Common reasons include not registering the equipment within the brand’s required window (often 60–90 days), installing the unit outside of the brand’s rules (wrong match of indoor/outdoor components, incorrect refrigerant type, or improper line-set sizing), or failing to meet maintenance requirements stated in the warranty terms. Some brands also restrict coverage if the unit wasn’t installed by a licensed contractor, or if repairs are done with non-approved parts. Keep copies of the startup checklist, permit/inspection paperwork (if applicable), and maintenance receipts.
Is “10-year parts warranty” the same as “10-year labor warranty”?
No. A 10-year parts warranty typically means the manufacturer supplies replacement parts for covered failures, but you still pay for diagnosis, labor, refrigerant, and related materials. A labor warranty is a separate plan (from the contractor, a third party, or a dealer program) that may pay the technician’s time and certain service fees. Read the fine print: some labor plans have deductibles, caps per visit, exclusions for refrigerant, or require annual maintenance by an approved company.
If my AC stops cooling after a few months, who pays—installer or manufacturer?
It depends on the cause.
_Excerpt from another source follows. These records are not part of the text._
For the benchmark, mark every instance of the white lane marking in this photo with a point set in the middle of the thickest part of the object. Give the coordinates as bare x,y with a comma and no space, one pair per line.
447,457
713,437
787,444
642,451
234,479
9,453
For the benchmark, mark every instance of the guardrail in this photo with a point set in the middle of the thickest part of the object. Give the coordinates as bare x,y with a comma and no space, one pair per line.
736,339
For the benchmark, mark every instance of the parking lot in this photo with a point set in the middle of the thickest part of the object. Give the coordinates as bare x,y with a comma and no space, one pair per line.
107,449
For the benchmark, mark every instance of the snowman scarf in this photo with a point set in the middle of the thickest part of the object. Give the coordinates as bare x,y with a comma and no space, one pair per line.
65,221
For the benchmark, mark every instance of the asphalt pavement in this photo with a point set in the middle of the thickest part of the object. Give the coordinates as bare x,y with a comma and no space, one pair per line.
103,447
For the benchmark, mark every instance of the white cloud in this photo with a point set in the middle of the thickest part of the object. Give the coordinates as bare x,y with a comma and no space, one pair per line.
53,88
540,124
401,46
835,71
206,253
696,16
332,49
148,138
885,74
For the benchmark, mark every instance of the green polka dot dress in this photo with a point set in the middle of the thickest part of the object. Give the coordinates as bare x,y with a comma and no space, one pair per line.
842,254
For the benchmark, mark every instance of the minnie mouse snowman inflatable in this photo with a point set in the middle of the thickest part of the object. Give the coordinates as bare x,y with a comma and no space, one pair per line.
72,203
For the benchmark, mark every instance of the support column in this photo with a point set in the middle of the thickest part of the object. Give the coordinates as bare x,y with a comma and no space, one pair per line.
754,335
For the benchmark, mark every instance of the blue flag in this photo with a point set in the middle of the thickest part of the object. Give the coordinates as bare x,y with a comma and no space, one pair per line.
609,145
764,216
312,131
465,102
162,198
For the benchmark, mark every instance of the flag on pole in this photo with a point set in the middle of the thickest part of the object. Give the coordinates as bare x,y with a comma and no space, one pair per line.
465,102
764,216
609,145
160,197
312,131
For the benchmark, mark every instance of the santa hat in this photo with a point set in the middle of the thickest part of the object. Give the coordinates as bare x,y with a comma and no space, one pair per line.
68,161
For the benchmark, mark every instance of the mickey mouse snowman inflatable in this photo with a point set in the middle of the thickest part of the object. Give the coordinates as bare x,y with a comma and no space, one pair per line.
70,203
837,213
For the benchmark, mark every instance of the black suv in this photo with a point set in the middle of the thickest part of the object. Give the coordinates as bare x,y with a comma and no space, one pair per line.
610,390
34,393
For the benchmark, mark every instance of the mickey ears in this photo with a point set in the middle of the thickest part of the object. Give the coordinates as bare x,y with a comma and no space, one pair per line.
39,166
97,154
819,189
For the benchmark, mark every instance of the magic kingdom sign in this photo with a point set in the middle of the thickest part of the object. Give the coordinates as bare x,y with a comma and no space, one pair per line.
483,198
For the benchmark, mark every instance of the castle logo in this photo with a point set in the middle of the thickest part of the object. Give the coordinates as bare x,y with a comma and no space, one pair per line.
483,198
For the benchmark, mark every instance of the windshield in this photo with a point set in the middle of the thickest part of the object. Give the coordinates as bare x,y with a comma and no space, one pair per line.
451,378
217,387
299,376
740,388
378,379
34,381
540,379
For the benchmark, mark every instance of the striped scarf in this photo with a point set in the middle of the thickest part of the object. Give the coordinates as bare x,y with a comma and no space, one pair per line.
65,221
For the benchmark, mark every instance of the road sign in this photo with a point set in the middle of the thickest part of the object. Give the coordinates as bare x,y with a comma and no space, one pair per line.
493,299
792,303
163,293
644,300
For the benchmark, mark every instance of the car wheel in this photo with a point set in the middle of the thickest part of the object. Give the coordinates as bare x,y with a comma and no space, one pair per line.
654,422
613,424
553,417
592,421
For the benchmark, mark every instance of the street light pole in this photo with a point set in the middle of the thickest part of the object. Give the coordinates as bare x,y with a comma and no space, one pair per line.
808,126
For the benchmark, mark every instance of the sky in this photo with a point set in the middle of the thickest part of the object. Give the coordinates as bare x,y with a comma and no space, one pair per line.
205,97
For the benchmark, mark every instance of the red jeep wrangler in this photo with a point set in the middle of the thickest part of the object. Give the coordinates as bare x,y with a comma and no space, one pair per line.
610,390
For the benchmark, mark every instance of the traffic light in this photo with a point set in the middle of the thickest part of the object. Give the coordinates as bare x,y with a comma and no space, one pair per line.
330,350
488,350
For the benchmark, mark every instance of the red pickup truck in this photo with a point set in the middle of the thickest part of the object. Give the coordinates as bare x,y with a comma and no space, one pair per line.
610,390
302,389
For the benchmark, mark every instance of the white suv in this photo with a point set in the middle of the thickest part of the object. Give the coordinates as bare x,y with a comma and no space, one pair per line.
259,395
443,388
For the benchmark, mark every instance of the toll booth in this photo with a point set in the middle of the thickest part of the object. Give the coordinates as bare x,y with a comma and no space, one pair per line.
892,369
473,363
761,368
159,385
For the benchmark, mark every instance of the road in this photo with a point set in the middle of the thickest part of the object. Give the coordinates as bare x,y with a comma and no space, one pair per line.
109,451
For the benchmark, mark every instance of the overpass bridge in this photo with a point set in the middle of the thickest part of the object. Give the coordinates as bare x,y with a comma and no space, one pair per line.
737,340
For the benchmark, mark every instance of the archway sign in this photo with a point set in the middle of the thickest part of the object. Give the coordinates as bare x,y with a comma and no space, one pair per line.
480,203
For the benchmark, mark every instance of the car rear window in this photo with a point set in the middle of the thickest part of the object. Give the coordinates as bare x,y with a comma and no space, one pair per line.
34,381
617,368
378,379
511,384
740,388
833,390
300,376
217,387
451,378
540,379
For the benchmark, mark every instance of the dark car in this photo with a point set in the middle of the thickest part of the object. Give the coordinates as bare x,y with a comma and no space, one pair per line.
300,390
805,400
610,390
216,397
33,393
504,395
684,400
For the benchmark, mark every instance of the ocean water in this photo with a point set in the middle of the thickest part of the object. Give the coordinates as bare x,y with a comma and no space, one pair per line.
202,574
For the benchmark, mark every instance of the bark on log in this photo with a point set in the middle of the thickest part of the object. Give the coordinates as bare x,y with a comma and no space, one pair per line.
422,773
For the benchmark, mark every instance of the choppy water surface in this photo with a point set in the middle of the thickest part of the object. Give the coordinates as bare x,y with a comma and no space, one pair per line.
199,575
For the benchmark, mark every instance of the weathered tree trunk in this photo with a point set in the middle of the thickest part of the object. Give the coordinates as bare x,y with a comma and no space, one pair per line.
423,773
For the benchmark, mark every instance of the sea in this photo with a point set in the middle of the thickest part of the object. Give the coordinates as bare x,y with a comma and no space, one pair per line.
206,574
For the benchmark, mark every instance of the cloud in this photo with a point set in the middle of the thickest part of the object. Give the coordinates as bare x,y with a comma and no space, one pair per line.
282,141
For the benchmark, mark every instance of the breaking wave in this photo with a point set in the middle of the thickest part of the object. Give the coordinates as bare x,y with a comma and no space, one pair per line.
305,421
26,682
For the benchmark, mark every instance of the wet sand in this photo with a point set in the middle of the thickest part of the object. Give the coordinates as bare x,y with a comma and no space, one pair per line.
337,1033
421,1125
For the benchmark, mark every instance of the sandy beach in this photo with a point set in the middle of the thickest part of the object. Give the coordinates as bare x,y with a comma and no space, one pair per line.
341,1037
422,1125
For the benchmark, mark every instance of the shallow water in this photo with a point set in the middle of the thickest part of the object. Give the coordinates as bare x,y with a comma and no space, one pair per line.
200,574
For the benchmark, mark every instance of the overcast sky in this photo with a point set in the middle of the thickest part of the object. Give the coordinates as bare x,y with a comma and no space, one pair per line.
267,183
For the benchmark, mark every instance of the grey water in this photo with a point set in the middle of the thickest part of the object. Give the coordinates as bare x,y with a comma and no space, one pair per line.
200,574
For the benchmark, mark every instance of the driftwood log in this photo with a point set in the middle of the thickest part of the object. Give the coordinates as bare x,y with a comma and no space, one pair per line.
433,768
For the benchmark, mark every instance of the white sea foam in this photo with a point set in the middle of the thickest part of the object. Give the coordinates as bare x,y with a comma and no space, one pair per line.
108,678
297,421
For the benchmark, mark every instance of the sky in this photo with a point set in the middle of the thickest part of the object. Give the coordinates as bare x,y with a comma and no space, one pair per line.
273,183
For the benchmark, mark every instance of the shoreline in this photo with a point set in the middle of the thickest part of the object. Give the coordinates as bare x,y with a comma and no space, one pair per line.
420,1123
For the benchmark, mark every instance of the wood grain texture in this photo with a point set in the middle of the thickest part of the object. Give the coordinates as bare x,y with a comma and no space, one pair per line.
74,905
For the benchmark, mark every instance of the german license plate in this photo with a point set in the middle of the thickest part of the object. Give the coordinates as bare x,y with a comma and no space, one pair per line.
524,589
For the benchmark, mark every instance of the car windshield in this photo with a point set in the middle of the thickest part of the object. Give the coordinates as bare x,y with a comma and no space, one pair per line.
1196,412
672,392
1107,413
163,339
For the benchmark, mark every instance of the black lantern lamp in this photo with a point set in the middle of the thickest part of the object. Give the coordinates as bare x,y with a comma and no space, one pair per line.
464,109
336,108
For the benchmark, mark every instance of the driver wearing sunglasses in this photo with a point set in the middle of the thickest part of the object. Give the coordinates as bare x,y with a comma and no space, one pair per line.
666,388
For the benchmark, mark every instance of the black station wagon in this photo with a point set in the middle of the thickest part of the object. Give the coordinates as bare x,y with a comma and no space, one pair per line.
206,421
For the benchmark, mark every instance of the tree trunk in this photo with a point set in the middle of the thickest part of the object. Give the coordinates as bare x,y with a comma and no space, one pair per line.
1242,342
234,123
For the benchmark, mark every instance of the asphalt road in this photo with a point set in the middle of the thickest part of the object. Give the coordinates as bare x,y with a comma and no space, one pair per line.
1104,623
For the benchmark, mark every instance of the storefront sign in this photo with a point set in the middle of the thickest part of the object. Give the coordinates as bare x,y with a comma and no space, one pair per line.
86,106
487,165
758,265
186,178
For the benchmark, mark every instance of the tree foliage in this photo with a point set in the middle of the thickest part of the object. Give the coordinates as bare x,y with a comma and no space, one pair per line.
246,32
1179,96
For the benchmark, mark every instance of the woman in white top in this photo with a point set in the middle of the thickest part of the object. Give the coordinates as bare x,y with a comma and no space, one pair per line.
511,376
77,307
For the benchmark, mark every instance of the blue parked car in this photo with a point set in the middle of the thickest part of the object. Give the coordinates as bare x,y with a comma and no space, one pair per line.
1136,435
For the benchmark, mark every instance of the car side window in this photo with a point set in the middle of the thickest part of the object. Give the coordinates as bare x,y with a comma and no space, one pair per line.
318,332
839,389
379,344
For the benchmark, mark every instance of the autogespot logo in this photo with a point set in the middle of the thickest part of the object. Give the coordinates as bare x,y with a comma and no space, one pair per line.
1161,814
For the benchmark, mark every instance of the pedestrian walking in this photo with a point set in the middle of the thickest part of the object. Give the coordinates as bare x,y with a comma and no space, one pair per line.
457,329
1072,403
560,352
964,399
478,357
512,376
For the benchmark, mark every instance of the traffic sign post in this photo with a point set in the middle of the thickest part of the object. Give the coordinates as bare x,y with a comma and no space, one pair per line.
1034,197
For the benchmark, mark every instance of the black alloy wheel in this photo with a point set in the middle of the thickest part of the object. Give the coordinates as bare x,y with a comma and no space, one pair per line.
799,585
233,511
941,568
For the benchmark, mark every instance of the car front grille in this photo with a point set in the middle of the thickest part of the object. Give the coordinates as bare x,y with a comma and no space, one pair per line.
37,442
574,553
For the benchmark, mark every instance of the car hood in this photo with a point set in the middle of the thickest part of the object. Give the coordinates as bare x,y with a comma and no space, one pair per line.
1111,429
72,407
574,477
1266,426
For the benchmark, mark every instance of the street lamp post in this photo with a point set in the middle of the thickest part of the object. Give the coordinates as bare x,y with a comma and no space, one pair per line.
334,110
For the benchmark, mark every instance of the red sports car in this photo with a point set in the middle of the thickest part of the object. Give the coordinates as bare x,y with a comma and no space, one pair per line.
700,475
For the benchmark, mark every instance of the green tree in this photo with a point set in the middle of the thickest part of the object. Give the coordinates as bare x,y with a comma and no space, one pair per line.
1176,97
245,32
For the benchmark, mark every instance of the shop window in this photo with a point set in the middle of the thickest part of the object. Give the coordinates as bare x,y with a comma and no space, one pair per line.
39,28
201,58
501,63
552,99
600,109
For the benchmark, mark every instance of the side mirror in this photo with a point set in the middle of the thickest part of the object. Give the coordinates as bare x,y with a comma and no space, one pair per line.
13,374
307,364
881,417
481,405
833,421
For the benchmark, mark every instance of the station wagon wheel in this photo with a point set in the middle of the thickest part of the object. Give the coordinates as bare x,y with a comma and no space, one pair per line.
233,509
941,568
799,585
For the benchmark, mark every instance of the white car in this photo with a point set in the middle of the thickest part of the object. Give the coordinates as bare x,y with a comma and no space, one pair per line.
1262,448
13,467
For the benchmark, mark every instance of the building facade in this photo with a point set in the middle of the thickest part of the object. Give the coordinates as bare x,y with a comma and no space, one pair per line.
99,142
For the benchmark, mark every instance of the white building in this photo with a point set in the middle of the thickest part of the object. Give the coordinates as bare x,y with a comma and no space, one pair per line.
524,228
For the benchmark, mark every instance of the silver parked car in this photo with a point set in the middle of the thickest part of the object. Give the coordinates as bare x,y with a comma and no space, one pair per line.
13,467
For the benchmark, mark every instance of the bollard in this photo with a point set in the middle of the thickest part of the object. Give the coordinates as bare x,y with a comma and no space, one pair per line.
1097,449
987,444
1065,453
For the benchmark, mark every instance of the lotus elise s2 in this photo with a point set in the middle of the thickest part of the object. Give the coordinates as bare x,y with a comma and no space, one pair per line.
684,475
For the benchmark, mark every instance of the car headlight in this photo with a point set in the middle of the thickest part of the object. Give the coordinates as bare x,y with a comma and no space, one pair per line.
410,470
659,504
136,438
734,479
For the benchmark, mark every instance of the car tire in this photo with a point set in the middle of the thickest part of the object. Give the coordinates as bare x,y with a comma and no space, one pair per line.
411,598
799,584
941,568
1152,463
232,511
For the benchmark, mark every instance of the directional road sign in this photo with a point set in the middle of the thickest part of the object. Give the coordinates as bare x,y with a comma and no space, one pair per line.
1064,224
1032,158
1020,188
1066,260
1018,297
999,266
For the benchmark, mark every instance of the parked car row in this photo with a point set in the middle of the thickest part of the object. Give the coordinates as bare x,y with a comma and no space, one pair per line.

If the issue traces back to installation work (for example, a flare fitting leaking refrigerant, a loose electrical connection, or a drain line that was not pitched correctly), the installer’s workmanship warranty usually applies. If a factory component fails (like a compressor, capacitor, control board, or fan motor), the manufacturer parts warranty may cover the part, while labor may be billed unless you also have labor coverage. The fastest way to sort it out is to request a written diagnosis stating the failed component and whether the failure is tied to installation or a factory defect.